SEVEN SPRINGS -- The seventh annual Ole Timey Days Festival will be held Saturday in downtown Seven Springs.

The festival is scheduled to begin at 10 a.m. and last as long as the crowd does. Sponsors are the town board's Ole Timey Days Festival Committee and the Seven Springs Area Historical Commission. Main Street will be blocked off from vehicle traffic, and only pedestrians will be allowed during the festival. Parking areas on the other streets will be designated, and volunteers will help point visitors in the right direction.

Mayor Steve Potter, a member of the Festival Committee, said vendors are coming with plenty of food. A pig cook-off will be held, with barbecue available after the judging. There will also be pie baking contest, and slices of pie will be sold.

The Carolina Cruisers car club out of Kinston will have a display, and in keeping with the "ole timey" theme, there will be an antique farm equipment display.

The festival will have commemorative T-shirts, baseball caps and visors showing the river bridge, the church on the hill above town and the boat ramp.

Seven Springs is the oldest town in Wayne County.

It was named Whitehall for much of its early history and was the site of a Civil War engagement in 1862.

Karen Mozingo of the Historical Commission said she is expecting at least 150 re-enactors for both sides of the war to start arriving Friday. She said 10 cannons are coming with their crews, infantry, Navy and provost guards, which were the law enforcement officers like the military police are today.

The encampment will be open to the public from 10 a.m. until 4 pm. Saturday. There will be demonstration during the day, and the re-enactors will re-create the Battle of Whitehall Saturday at 2 p.m. and provide night fire at 9 p.m.
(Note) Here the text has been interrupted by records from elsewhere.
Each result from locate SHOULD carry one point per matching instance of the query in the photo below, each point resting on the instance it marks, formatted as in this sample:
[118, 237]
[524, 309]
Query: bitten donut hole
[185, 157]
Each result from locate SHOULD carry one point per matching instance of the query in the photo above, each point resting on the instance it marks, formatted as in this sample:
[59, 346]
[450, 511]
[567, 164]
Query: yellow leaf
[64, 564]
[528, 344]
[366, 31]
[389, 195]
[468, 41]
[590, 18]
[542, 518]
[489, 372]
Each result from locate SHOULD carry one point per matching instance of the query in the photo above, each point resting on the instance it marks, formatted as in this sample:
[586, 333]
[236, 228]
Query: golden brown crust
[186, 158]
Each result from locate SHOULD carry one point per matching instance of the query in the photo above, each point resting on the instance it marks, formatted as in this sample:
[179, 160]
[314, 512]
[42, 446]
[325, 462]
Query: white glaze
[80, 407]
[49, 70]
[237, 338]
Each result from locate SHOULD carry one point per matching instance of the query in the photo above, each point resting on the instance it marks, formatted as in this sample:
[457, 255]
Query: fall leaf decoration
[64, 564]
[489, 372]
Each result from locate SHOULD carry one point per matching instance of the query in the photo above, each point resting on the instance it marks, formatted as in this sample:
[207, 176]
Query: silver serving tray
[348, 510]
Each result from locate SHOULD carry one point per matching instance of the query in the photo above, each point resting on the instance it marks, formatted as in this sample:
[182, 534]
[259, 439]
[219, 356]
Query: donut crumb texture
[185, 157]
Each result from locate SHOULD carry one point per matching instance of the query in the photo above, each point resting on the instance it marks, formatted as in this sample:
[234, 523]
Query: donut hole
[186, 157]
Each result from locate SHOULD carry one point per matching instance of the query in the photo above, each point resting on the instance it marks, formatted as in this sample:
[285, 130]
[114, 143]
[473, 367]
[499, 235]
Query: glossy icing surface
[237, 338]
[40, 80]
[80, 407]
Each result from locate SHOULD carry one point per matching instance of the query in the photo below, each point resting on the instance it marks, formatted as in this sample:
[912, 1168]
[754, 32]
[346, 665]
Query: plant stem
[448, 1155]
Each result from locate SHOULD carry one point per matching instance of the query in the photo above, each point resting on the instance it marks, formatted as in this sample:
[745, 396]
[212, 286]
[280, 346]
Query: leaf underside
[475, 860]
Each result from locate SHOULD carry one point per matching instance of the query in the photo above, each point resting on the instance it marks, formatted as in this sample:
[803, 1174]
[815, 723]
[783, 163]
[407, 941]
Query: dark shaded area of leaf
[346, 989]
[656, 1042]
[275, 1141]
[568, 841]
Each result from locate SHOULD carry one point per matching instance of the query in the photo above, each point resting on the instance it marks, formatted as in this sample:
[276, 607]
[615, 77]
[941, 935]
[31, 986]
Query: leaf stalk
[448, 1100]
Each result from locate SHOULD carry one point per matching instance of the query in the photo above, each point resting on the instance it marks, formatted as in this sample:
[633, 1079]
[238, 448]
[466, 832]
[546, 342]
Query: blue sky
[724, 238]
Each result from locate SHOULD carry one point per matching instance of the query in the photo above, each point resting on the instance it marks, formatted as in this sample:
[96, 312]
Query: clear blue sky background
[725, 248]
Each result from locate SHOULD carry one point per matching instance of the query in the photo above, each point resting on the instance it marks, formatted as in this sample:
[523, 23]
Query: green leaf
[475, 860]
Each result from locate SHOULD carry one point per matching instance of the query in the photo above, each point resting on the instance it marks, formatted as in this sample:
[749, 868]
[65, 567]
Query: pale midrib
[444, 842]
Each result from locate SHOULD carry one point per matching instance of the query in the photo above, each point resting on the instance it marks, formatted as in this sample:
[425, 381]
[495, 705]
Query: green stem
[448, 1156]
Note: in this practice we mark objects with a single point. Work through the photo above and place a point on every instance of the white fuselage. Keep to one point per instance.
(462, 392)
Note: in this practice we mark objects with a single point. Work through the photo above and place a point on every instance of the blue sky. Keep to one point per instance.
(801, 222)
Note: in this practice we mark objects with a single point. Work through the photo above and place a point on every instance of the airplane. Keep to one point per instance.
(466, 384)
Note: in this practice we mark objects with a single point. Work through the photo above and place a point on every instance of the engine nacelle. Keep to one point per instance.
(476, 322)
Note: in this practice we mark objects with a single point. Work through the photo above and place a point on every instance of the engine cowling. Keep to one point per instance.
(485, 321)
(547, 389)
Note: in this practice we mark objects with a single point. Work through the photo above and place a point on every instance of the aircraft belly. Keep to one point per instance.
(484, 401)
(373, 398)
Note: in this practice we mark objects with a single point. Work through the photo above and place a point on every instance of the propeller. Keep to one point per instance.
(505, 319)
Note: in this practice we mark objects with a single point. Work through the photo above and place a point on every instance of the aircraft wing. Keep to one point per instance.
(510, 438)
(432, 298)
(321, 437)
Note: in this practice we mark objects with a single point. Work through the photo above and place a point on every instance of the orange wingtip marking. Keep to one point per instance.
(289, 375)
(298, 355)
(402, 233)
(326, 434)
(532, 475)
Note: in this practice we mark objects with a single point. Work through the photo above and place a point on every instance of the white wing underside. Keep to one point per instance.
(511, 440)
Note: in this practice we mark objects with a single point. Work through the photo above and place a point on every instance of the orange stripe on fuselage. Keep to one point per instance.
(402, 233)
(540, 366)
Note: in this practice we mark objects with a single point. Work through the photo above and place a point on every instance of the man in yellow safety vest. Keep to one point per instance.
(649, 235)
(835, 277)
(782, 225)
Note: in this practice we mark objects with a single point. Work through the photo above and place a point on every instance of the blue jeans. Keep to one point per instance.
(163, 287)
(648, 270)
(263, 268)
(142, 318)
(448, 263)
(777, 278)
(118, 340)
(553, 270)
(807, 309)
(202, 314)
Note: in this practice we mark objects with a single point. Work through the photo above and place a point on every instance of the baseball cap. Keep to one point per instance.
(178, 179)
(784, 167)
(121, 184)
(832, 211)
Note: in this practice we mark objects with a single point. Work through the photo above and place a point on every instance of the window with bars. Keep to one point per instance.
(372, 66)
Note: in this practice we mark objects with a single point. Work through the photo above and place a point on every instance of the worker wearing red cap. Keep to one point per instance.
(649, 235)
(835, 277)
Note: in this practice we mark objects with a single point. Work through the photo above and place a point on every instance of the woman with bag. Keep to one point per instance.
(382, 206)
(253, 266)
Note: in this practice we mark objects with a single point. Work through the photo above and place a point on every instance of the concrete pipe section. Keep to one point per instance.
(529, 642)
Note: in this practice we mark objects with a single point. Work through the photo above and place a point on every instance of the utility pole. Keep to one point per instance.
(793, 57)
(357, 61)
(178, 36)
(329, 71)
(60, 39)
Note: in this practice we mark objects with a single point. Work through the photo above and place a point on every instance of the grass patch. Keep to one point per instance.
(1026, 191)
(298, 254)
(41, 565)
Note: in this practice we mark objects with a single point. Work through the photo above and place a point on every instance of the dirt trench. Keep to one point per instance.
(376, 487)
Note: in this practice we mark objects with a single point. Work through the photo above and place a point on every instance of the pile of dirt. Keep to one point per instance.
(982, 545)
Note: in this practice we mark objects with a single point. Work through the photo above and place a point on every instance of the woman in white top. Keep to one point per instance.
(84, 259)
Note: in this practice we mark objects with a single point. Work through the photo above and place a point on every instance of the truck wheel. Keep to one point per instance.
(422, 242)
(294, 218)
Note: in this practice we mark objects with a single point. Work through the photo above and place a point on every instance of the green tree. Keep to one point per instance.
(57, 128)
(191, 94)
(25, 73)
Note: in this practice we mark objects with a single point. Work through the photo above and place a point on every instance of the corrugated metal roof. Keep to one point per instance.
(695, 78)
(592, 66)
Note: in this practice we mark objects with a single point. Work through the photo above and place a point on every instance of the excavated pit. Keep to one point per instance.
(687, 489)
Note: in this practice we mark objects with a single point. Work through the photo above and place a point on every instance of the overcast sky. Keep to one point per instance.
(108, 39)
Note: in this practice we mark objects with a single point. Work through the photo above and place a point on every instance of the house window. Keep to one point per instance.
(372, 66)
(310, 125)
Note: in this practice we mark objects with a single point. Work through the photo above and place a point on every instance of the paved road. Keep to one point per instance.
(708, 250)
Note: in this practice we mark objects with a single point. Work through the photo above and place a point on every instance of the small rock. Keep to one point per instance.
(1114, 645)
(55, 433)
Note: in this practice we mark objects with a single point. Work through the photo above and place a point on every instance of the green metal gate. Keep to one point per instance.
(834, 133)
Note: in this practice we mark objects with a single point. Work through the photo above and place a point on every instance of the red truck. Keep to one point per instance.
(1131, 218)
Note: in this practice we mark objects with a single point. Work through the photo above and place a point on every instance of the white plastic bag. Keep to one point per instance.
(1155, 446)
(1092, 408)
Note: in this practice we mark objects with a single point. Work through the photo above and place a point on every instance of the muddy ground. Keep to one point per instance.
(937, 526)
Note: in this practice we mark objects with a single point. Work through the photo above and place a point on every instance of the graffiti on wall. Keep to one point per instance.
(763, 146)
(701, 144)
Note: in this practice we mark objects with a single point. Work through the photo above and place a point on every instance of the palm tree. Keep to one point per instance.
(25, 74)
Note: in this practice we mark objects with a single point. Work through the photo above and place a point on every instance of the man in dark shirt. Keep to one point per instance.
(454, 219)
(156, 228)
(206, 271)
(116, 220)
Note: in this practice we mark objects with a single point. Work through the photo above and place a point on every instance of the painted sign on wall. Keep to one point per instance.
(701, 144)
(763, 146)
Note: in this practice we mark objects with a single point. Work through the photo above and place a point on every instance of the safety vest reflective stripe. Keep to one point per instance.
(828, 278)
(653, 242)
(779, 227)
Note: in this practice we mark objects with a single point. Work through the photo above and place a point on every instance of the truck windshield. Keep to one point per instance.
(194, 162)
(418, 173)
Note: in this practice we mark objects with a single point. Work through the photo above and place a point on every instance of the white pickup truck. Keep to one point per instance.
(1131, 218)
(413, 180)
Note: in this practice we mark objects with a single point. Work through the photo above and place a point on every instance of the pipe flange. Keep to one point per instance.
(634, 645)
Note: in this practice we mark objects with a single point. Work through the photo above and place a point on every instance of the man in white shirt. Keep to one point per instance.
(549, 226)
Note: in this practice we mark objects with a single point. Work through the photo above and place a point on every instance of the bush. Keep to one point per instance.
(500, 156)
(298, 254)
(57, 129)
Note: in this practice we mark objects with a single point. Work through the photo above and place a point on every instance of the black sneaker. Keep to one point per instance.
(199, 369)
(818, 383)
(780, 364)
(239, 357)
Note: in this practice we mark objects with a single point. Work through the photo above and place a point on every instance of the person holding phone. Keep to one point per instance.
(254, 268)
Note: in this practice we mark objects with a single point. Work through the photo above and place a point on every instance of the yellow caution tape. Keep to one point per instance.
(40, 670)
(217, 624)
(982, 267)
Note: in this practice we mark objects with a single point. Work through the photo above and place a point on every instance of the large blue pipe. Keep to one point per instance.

The Tar Heel Civilians club will show how people lived in the 1860's. Club members will do spinning with the wool that has been sheared from sheep, washed, dyed with everything from weeds to beetles and finished as yarn. The finished products like socks and scarves will be on display .

There will be blacksmithing, tool-making, housewares and dinner bells, period cooks and a period doctor on hand.

There will also be entertainment during the day with the eastern N.C. mountain dulcimers.

Several speakers will tell about the area's American Indian heritage, the role that the Battle of Whitehall played in the Civil War and how soldiers and women dressed during that time. There will also be a presentation about Joseph Hargove, an American Marine left behind in Cambodia during the Vietnam War.